UT-Austin Computer Vision Group Datasets

Please find data links below, together with the associated papers.

Outfit Attributes dataset

Images partially annotated for collar type, pattern, material, and skirt/pants shape.

Learning the Latent "Look": Unsupervised Discovery of a Style-Coherent Embedding from Fashion Images. W-L. Hsiao and K. Grauman. In Proceedings of the International Conference on Computer Vision (ICCV), Venice, Italy, Oct 2017. [pdf]

Pano2Vid data

360° videos with human annotated viewing directions. Also contains a set of ordinary videos representing the target output distribution.

Pano2Vid: Automatic Cinematography for Watching 360° Videos. Y.-C. Su, D. Jayaraman and K. Grauman. In Proceedings of the Asian Conference on Computer Vision (ACCV), Taipei, Taiwan, Nov 2016. [pdf]

Predicting the location of "interactees" in human-object interactions

Bounding box annotation for objects and persons involved in interaction from subset images of SUN and PASCAL.

Predicting the Location of "Interactees" in Novel Human-Object Interactions. C-Y. Chen and K. Grauman. In Proceedings of the Asian Conference on Computer Vision (ACCV), Singapore, Nov 2014. [pdf]

Text detection ground truth on the Grocery Products and the Glass Video

Text detection ground truth on the Grocery Products dataset and the Glass Video dataset (frames are also included with permissions from the authors)

Text Detection in Stores Using a Repetition Prior. B. Xiong and K.Grauman. In Proceedings of the IEEE Winter Conference on Applications of Computer Vision (WACV), Lake Placid, USA, March 2016. [pdf]

Attributes "shades of meaning" data

Per-user presence/absence label data on 12 attributes, used to discover "shades of meaning" of attributes. Also includes textual explanations the users gave for a select set of labels, and a measure of consistency within a user's own annotations.

Discovering Attribute Shades of Meaning with the Crowd.
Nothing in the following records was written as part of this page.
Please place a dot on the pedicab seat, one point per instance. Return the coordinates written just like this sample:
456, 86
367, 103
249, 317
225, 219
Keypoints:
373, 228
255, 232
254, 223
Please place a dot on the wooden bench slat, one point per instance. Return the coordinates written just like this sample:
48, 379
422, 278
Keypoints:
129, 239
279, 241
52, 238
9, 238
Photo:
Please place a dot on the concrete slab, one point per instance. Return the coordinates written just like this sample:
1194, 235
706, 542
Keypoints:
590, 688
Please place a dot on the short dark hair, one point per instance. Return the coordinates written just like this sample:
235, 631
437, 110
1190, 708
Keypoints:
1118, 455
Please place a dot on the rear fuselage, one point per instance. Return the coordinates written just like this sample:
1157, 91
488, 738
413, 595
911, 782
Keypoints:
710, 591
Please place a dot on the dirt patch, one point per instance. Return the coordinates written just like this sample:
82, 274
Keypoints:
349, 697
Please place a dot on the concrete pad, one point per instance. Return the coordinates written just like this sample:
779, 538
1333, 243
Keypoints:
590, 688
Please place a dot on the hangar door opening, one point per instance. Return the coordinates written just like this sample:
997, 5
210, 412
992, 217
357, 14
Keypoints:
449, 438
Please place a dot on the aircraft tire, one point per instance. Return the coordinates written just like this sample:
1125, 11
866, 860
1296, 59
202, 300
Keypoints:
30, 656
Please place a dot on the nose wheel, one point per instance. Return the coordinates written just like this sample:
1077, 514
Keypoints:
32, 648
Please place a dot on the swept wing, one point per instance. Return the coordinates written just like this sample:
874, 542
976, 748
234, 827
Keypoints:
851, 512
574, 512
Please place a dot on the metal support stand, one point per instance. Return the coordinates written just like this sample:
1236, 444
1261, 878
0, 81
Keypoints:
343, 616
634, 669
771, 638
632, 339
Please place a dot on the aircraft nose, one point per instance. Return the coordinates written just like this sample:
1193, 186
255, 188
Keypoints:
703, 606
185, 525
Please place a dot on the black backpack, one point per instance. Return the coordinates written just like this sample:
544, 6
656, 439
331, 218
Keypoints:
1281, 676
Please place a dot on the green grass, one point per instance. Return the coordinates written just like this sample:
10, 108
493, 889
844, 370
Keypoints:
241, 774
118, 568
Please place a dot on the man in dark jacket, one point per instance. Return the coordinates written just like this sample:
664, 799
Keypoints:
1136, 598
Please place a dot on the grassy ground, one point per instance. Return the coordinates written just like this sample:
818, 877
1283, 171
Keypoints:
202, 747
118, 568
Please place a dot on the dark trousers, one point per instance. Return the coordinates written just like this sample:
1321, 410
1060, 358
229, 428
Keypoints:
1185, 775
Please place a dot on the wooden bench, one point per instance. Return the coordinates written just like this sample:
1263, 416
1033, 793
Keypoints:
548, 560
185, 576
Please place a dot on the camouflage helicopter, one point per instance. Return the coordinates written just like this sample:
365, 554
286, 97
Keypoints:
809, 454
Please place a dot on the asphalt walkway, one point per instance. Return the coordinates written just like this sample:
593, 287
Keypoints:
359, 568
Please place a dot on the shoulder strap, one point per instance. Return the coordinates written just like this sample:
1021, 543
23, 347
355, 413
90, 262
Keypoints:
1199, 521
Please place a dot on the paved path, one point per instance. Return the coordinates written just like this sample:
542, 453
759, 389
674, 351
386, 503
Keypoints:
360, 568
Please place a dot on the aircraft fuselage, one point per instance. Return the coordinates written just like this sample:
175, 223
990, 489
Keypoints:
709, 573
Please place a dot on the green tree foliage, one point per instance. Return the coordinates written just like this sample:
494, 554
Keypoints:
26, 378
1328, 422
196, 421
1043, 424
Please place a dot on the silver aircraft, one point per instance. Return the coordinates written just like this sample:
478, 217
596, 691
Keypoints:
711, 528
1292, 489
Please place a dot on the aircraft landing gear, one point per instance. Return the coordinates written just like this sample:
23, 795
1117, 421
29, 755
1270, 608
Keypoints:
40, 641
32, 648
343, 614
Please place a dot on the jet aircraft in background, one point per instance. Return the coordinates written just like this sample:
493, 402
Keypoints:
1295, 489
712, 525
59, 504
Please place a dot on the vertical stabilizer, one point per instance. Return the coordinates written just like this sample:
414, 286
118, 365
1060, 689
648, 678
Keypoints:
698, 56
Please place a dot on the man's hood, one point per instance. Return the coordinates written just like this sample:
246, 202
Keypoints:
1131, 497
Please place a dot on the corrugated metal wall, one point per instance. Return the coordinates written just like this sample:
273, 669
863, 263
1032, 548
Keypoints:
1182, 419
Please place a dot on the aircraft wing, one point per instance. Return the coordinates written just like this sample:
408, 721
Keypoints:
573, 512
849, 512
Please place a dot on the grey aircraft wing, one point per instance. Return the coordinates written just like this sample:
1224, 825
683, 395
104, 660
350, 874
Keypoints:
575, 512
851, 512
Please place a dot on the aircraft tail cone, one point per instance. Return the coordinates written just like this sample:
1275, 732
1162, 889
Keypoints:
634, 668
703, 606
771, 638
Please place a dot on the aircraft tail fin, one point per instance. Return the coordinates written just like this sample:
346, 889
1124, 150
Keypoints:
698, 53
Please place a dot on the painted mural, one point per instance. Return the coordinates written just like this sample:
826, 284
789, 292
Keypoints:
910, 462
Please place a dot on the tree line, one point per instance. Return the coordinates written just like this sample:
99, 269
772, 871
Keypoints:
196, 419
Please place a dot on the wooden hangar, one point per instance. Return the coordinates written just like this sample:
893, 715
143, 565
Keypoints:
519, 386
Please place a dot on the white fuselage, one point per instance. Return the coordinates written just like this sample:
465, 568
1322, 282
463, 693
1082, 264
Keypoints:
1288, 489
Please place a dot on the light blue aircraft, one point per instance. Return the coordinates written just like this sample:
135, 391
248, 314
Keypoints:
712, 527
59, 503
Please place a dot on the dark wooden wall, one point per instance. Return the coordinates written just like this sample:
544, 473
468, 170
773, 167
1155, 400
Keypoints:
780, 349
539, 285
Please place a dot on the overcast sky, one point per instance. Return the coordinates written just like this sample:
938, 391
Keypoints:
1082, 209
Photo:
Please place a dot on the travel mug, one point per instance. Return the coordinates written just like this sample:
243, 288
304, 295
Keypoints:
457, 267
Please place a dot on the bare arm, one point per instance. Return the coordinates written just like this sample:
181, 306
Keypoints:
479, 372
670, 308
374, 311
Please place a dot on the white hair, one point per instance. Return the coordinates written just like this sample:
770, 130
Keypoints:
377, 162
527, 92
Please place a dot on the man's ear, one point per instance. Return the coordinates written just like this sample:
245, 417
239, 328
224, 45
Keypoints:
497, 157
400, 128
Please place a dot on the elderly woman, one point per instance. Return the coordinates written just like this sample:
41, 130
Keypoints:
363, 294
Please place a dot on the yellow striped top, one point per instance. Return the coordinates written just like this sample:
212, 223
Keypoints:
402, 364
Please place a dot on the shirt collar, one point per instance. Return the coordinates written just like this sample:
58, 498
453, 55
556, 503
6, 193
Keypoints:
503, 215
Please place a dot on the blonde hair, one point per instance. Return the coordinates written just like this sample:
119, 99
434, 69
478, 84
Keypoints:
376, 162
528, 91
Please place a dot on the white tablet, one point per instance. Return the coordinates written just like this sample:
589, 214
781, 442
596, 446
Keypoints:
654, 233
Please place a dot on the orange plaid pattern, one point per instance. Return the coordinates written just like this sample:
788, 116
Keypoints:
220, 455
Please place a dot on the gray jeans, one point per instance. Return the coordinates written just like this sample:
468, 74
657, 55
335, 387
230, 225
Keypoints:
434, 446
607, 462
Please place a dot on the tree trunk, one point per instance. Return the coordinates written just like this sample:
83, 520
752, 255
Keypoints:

Adriana Kovashka and Kristen Grauman. International Journal of Computer Vision, Volume 114, Issue 1 , pp 56-73, 2015. [pdf]

UT Zappos50K

Large shoe dataset containing 50,025 catalog images from Zappos.com, along with fine-grained relative attribute labels, annotator rationales, meta-data, and benchmarks.

Fine-Grained Visual Comparisons with Local Learning. A. Yu and K. Grauman. In Proceedings of the IEEE Conference on Computer Vision and Pattern Recognition (CVPR),Columbus, OH, June 2014. [pdf]

YouTube-Objects pixel-level ground truth

Pixel-level object masks for a subset of the YouTube-Objects video dataset. Useful to train or evaluate video foreground segmentation algorithms.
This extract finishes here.